Anywho, I convinced Robert, & it took quite an effort on my end, to take a ride into Dallas with me on Saturday morning to see the tunnels. I had to prove to him I was not hallucinating. There are tunnels that run beneath the whole city that are lined with endless food courts, shops and boutiques. To me, coming from a place that can't even have basements in the homes, that was amazing. Well, perhaps I should have inquired the days and times the tunnels were opened, because once we arrived, much to my dismay, the tunnels were closed. No proving my point now, I guess.

My trips to The Container Store was less interesting as I thought it would be. I guess I still have too much to tend to at the house before I can take any joy in my selfish pleasure. Although, my enjoyment did last a little throughout the store. A male employee passed me a few times, smiling each time. After the fourth time of passing by he asked "Still having fun?" God, was it that obvious that I was such a dork and was in total ecstasy over the containers surrounding me?

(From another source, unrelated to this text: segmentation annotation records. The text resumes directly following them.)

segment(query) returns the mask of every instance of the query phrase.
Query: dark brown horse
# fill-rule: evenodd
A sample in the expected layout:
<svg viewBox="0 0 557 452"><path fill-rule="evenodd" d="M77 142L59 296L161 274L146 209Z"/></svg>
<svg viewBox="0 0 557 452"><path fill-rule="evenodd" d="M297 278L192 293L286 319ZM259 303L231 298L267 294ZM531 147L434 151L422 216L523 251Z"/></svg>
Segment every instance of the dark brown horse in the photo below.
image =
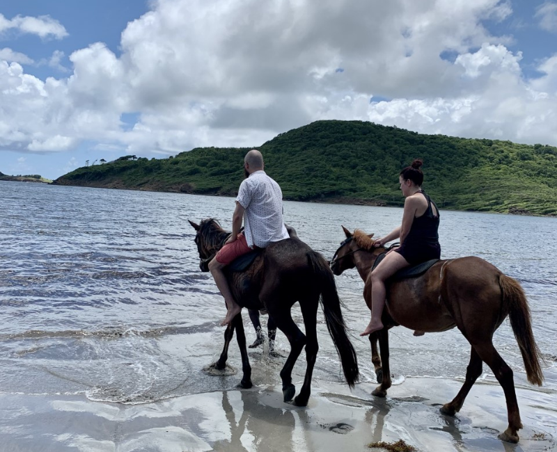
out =
<svg viewBox="0 0 557 452"><path fill-rule="evenodd" d="M366 282L363 298L371 309L371 279L368 277L377 256L386 252L375 248L373 234L356 230L354 234L343 227L346 239L341 243L331 266L335 275L356 268ZM466 380L457 396L441 407L444 414L454 416L460 411L472 385L482 373L482 362L493 371L503 387L507 401L508 428L499 438L517 442L520 421L512 371L495 350L495 330L509 316L518 342L526 376L530 382L541 386L544 377L540 355L532 333L530 309L524 292L516 280L503 275L479 257L441 260L416 277L392 279L387 284L387 302L377 332L382 364L381 385L374 396L384 397L391 387L389 365L389 328L402 325L425 332L446 331L457 327L471 346ZM374 338L370 337L372 345ZM374 362L377 368L379 363Z"/></svg>
<svg viewBox="0 0 557 452"><path fill-rule="evenodd" d="M230 233L224 231L214 220L203 220L199 225L191 221L197 231L195 242L201 269L222 247ZM317 312L322 302L329 332L336 347L346 381L354 387L359 376L356 352L346 334L340 301L335 285L334 276L327 261L317 252L297 237L271 243L256 258L244 272L227 272L227 278L234 299L242 307L250 309L266 309L277 328L290 344L290 353L281 371L284 401L294 397L296 389L292 384L292 370L304 346L306 346L307 367L304 385L294 399L299 406L308 403L311 392L311 376L319 346L317 337ZM294 303L299 302L306 334L300 331L290 315ZM242 355L244 376L240 385L251 387L251 368L249 365L246 337L242 316L234 318L224 333L225 347L217 362L223 368L228 346L237 330L238 345Z"/></svg>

Is it normal for anyone to be that obsessed and excited at the same time over containers and other organizational things?

Other than that, my weekend was kind of a bust.

I just finished listening to a bunch of Marines throwing stuff around and undoubtedly breaking stuff in the upstairs of my house. I should have known not much has changed in certain areas of my life. I guess somethings will never change. I have no voice, no say so in most things anymore. I guess I should get used to it.

Anyways, I figured I would update everyone and let you know I am okay. I haven't really been in a writing mood and finally got the internet card up and running again on the laptop so hopefully now my posts won't be so few and far in between.

6.03.2009

thinking

I'm sitting here having coffee. I can't help but notice the painting hung on the wall in front of me is slightly crooked. I so badly want to straighten it but I fear it may be frowned upon. This is obviously the most popular place in the city in the morning. There are so many people.

This weekend I have a lot on my agenda. Finish unpacking...tend to the hideous garden and make a game plan for fixing them...the container store... Maybe ikea? We will see. As of right now I do believe the lack of sleep is getting to me.